I can certainly provide a pull request for one of the last two options if you want.
Thanks, I think we all are agreeing on this option (I'd like to implement this as a general one, not limited to geom_dotplot()
, not limited to colour
or fill
).
Warning when passing a vector of length greater than 1
Note that, we cannot and should not expect how the data gets aggregated and sorted. It's usually obvious when stat
is not identity
, but StatBindot
, which is used in dot plot. is a rare statistical computation in that the length of the computed data is the same as the original (if I understand correctly), so I understand one may fall into a wrong sense...
Would it make sense to add the warning in the function check_aesthetics
? Or would that be too general?
https://github.com/tidyverse/ggplot2/blob/a6c22e7185c3a895111ed97f54278958c9389255/R/geom-.r#L210-L222
In the if
statement and before the return
statement, there could be a check if (any(ns == n))
, and if the condition is TRUE
, the warning would be triggered, telling the user that it is not recommended and can lead to undesired behaviour.
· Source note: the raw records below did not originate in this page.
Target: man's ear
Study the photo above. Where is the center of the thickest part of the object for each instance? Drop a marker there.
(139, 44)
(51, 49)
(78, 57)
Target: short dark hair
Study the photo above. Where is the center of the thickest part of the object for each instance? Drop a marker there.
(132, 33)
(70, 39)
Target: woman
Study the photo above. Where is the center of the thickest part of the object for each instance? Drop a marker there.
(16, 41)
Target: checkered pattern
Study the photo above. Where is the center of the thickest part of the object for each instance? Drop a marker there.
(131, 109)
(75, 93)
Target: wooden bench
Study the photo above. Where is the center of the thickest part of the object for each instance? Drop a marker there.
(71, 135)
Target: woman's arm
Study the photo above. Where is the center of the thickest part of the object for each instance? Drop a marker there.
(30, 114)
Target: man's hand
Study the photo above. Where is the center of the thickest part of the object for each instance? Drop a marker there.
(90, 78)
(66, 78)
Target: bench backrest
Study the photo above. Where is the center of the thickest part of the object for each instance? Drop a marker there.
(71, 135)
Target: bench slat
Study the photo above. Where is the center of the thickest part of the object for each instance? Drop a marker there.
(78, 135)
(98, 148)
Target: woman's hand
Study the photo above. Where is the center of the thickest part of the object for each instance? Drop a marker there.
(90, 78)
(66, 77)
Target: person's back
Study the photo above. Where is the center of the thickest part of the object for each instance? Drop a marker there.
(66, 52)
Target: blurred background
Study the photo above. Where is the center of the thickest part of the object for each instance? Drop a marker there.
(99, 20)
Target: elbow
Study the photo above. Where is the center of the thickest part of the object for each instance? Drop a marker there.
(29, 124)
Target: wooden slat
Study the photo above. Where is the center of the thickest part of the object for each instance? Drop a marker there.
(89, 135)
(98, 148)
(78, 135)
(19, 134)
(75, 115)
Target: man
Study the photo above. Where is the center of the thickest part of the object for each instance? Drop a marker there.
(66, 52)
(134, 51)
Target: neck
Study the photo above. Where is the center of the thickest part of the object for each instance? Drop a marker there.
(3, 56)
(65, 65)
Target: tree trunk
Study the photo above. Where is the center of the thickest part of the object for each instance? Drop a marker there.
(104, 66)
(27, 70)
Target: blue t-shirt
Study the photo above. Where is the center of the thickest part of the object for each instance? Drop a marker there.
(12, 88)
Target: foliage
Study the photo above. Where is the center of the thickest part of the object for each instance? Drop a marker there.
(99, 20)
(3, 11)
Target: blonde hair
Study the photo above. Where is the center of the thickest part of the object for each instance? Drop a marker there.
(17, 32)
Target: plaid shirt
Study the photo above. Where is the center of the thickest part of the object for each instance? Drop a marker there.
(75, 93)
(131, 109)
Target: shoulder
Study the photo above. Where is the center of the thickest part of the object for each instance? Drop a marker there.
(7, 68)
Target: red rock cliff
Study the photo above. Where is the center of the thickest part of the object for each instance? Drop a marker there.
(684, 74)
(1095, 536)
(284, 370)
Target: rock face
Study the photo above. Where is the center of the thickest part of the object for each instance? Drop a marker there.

that would be too general as the function is also used for cases where that is allowed - better to put the warning in use_defaults()
...
But before we go down that road we need to make sure that there are no legitimate case for passing aesthetics as parameters with length > 1... Team, can you weigh in?
I feel we've been at this point before. For some reason people love to use this feature (passing in data as parameters rather than via aes()
), and most of the time it works, and sometimes it doesn't, and sometimes it actually solves a real problem. My solution would be to leave the code as is but state very prominently, maybe at multiple places in the documentation, that this practice is not encouraged and may not lead to expected results.
most of the time it works, and sometimes it doesn't, and sometimes it actually solves a real problem
I don't remember well, but I get this point. However, I think almost all of those cases are stat_identity()
. Can we warn only when the stat
is not identity
? Geom$use_default()
cannot refer to the layer's information, so it looks difficult, though.
I think there are legitimate use-cases for providing a vector of values outside aes()
. Mostly, you'd want to bypass mapping these values to a scale. I'd also expect that these values are parallel to the input data and follow recycling rules (1 or nrow(data)
, otherwise error). I you want to prevent passing aesthetics as vectors outside aes()
, I can get behind that, if there is an alternate way of bypassing scales.
For example, if this is my preferred outcome for a plot:
library(ggplot2)
df <- data.frame(
x = 1:2, y = 1:2,
colour = c("blue", "red"),
group = c("A", "B")
)
ggplot(df, aes(x, y)) +
geom_tile(aes(colour = group), fill = NA, linewidth = 2) +
geom_point(colour = df$colour)
Then I want a way to pass values verbatim as (unmapped) colour aesthetic, without bothering with a scale. Normally you'd use scale_*_identity()
to do that, but that doesn't work when another layer does use the scale for that aesthetic.
ggplot(df, aes(x, y)) +
geom_tile(aes(colour = group), fill = NA, linewidth = 2) +
geom_point(aes(colour = I(colour)))
Created on 2023-01-04 by the reprex package (v2.0.1)
Maybe, all scales should just ignore AsIs
class objects in their training, mapping, and censoring, but that discussion might be worth separating from this one.
@teunbrand can you open a new issue to discuss special treatment of I()
input?
As for this, providing a vector of values outside of aes()
is always undefined behaviour. The only reason why we don't throw an error is because it would break too many old plots. Allowing it for some stats would only lead to more confusion IMO
About the following point:
StatBindot, which is used in dot plot. is a rare statistical computation in that the length of the computed data is the same as the original
This is sort of true and false at the same time. The stats computes a summary per bin, which the geom expands again into invidual dots based on the count per bin. So while yes, the number of points in the output is the same as the input, there is no reasonable way to preserve non-constant information about individual observations.